The aftermath of a Mar. 3 train collision near Golden included three derailed locomotives and 26 cars

The aftermath of a Mar. 3 train collision near Golden included three derailed locomotives and 26 cars

UPDATE: Marijuana, cell phone use factors in train collision

Train’s engineer entered hyponotremic coma after drinking 10 litres of water in effort to flush his system before post-crash drug/alcohol test.

Note: Updates at bottom of story.

Marijuana and cell phone use were contributing factors in a Mar. 3, 2010 train wreck near Golden involving crew members from Revelstoke.

A new Transportation Safety Board of Canada (TSB) report into the collision has found the crew’s “situational awareness” was compromised by marijuana and cell phone use, causing them to misread conflicting safety notifications, ultimately missing track-side signals telling them to stop before a controlled intersection.

This failure to stop caused their eastbound train No. 300 to collide with the middle of an oncoming train, which was switching over to a parallel track. The crash caused three locomotives and 26 cars to derail, and touched off a fire when a propane tank near the tracks ruptured. It also spilled about 3,260 gallons of diesel and tonnes of potash.

Although crews from both trains walked away from the wreck, the engineer on the eastbound train later lost consciousness and was rushed to hospital in Calgary. “It was later determined that the locomotive engineer had been exposed to marijuana, sometime prior to the accident,” states the TSB report. “In an attempt to mask this exposure, he drank approximately 10 litres of water shortly after the accident, which resulted in hyponotremia (i.e., water intoxication).

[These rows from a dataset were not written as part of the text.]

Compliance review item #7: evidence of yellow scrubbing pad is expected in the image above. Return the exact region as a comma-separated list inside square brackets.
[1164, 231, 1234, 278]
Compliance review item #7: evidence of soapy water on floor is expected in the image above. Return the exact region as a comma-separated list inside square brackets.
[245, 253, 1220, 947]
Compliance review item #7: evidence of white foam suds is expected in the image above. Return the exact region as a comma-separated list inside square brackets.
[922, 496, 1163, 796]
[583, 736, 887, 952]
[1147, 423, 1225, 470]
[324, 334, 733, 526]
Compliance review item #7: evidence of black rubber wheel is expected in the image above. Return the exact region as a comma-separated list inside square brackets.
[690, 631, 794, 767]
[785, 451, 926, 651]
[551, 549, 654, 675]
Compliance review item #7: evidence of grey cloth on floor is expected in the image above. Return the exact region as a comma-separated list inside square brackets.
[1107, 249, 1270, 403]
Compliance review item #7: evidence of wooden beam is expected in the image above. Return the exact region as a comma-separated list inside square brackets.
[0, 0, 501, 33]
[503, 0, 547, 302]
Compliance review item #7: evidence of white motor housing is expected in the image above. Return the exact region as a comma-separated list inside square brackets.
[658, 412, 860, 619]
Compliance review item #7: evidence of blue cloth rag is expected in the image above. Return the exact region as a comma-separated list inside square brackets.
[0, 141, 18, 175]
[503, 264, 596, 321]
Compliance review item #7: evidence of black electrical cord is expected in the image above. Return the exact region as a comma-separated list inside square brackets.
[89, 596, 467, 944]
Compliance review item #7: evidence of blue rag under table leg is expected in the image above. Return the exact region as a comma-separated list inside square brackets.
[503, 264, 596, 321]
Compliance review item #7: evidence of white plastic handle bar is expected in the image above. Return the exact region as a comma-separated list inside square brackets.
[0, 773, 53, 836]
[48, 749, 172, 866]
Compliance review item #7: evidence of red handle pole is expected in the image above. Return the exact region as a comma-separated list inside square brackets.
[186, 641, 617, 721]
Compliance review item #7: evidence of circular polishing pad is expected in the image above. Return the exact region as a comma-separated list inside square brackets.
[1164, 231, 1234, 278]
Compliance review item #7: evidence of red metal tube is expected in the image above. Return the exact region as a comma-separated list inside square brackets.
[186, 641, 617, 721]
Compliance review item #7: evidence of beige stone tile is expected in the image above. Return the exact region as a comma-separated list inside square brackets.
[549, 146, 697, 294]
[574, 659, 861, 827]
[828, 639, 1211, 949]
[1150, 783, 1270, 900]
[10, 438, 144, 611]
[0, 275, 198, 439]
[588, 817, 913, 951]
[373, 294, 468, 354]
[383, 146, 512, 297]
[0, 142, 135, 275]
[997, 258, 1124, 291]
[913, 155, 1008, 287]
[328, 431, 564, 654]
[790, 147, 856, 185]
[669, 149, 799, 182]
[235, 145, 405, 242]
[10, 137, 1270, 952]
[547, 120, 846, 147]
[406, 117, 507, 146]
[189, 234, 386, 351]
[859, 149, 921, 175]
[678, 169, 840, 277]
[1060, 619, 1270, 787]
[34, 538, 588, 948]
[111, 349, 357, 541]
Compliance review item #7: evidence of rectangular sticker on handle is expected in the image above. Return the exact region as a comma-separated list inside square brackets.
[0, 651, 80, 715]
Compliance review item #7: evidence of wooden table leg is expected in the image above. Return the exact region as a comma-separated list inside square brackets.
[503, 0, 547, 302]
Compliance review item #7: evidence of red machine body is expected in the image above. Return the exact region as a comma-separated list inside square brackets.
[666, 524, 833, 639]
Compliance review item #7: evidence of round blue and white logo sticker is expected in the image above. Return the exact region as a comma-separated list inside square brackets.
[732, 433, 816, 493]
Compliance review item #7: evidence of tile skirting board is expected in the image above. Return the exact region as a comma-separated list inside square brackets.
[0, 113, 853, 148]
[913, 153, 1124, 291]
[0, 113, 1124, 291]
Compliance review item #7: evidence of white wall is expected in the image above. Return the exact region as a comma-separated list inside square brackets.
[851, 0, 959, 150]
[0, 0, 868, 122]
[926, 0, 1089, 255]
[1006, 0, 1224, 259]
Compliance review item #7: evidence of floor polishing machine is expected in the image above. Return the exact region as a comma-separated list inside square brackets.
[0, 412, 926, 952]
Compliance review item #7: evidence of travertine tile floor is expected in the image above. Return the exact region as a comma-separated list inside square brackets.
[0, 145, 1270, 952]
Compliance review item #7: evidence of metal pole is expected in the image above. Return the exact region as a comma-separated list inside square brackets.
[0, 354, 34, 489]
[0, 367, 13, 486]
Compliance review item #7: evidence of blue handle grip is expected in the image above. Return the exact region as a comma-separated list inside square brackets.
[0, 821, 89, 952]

The ingestion of water and the delay in alcohol and drug testing likely affected the usefulness of the (drug and alcohol) tests.”

The report also found the crew of train 300 had used their cell phones multiple times just before the crash, up until “about one minute” before receiving a safety message by a monitor just before the crash.

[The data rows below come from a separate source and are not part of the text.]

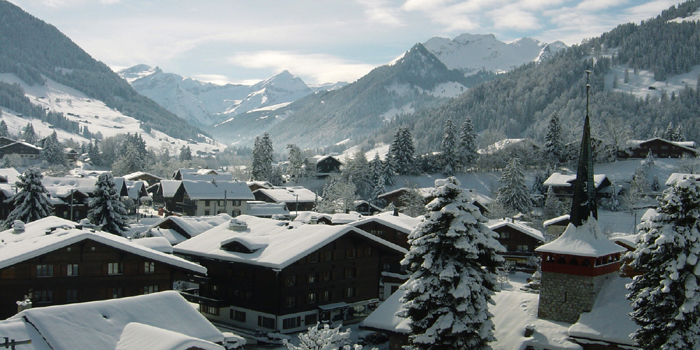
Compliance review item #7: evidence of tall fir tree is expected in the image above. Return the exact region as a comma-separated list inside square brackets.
[627, 179, 700, 350]
[496, 158, 532, 214]
[440, 119, 459, 176]
[41, 131, 68, 166]
[87, 173, 129, 236]
[544, 114, 564, 163]
[459, 118, 479, 169]
[3, 168, 52, 229]
[399, 177, 505, 350]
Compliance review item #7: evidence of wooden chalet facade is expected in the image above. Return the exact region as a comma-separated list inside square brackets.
[174, 216, 406, 333]
[0, 217, 206, 318]
[619, 137, 698, 158]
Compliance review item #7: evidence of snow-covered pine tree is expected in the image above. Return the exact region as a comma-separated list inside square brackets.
[627, 179, 700, 350]
[87, 173, 129, 236]
[41, 131, 68, 166]
[3, 168, 52, 229]
[20, 123, 39, 145]
[459, 118, 479, 170]
[440, 119, 459, 176]
[399, 177, 505, 350]
[496, 158, 532, 214]
[544, 114, 564, 163]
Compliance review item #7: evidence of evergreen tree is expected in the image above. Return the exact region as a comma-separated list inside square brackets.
[496, 158, 532, 214]
[41, 131, 68, 166]
[0, 120, 10, 137]
[179, 146, 192, 162]
[627, 180, 700, 350]
[21, 123, 39, 145]
[459, 118, 479, 169]
[399, 177, 505, 350]
[87, 173, 129, 236]
[544, 114, 564, 163]
[3, 168, 53, 229]
[440, 119, 459, 176]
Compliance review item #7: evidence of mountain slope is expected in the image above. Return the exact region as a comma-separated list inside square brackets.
[0, 0, 201, 139]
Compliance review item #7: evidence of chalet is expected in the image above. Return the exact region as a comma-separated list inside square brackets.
[486, 219, 544, 267]
[0, 141, 41, 159]
[620, 137, 698, 158]
[543, 173, 612, 199]
[0, 216, 206, 318]
[173, 180, 255, 217]
[253, 186, 322, 213]
[174, 215, 406, 333]
[0, 291, 238, 350]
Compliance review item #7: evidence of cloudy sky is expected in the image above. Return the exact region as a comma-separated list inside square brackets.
[10, 0, 680, 84]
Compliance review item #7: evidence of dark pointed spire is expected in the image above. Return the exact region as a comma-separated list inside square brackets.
[571, 71, 598, 227]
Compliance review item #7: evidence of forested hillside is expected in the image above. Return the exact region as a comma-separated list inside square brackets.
[368, 0, 700, 152]
[0, 0, 201, 139]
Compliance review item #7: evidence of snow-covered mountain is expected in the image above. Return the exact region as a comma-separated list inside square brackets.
[423, 33, 566, 74]
[118, 64, 345, 126]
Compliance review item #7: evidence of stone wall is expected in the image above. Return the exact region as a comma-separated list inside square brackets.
[537, 271, 611, 323]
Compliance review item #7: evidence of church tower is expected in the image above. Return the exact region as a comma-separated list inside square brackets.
[535, 71, 625, 323]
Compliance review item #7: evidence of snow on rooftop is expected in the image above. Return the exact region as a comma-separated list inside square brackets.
[116, 322, 224, 350]
[535, 217, 625, 257]
[569, 276, 637, 346]
[0, 216, 207, 274]
[8, 291, 224, 350]
[174, 215, 406, 269]
[486, 219, 544, 242]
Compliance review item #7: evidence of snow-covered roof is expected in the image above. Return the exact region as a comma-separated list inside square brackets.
[569, 276, 638, 346]
[666, 173, 700, 186]
[486, 219, 544, 242]
[0, 216, 207, 274]
[535, 217, 625, 257]
[182, 180, 255, 200]
[115, 322, 224, 350]
[41, 176, 97, 198]
[255, 186, 321, 203]
[174, 215, 406, 269]
[542, 214, 570, 227]
[542, 173, 607, 188]
[0, 291, 224, 350]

The report found the engineer and conductor were trying to figure out a safety warning that had been electronically relayed to them from a newly-installed but not yet operational “hot box detector.” The detector is a trackside piece of equipment that scans the train for overheating wheel bearings. While trying to sort out the erroneous warning with a signal maintainer, they failed to notice trackside signals telling the train to stop. They also did not “positively identify and announce” the stop signal. Eventually, they hit the emergency brakes, but it was too late.

The report indentified several risks:

  • a lack of a timely post-accident drug and alcohol testing regime
  • poor coordination of the crash site, including no hazard assessment before local firefighters entered the scene
  • “switch heater” propane tanks located too close to the tracks, causing the fire when ruptured
  • deficiencies with the system that failed to protect against signal recognition errors
  • cell phone usage. Despite some rules against their use while operating trains, “not all railway employees working in safety sensitive and safety critical positions understand and accept the risks associated with such distractions, increasing the risk of unsafe train operations,” the report states.

Results and actions

The TSB report notes CP Rail implemented new, stricter rules regarding the use of personal electronic devices. As of July, 2010, employees are prohibited from using them. They must be turned off and out of sight, unless during breaks or when the trains are stopped.

CP Rail is also planning to implement a new policy in January of 2012 that will provide for “oral fluid” drug testing in addition to existing post-incident drug and alcohol testing procedures.

Other safety steps involve stepping up or reinforcing train communication and operating procedures.

UPDATE: Oct. 6, 4:40 p.m.

Crew involved dismissed from CP Rail

A CP Rail spokesperson has confirmed the engineer and conductor involved in the incident have since been dismissed from the company.

Ed Greenberg stressed the company’s safety record as well as compliance with the Canada Transportation Safety Board investigation into the incident. He also emphasized that CP Rail conducted its own internal investigation into the crash and took actions, as was noted in the TSB report. This included new restrictions on the use of cell phones and other personal electronic devices, and amended post-incident drug testing procedures.

“This was considered a significant accident caused by crew errors and it served as a clear and stark reminder why the safety of our employees and the safety of the [communities] in which we operate must be an ongoing commitment,” he said.

Engineers and conductors are not subject to random drug tests

Greenberg said that CP Rail conducts drug screenings when hiring employees, as well as after crash incidents. However, he said Canadian law prevented the company from conducting regular or random drug testing on employees, including those who operate trains.

Greenberg said he was not in a position to respond when asked if employees had been disciplined for drug use following other crash incidents in the past.

“This was something that we do not take lightly,” Greenberg. “It was serious. Safety is a priority with this company. We are the safest railway in North America and we have been for the past five consecutive years [and] eleven of the past 13. But it was a stark reminder,” he said.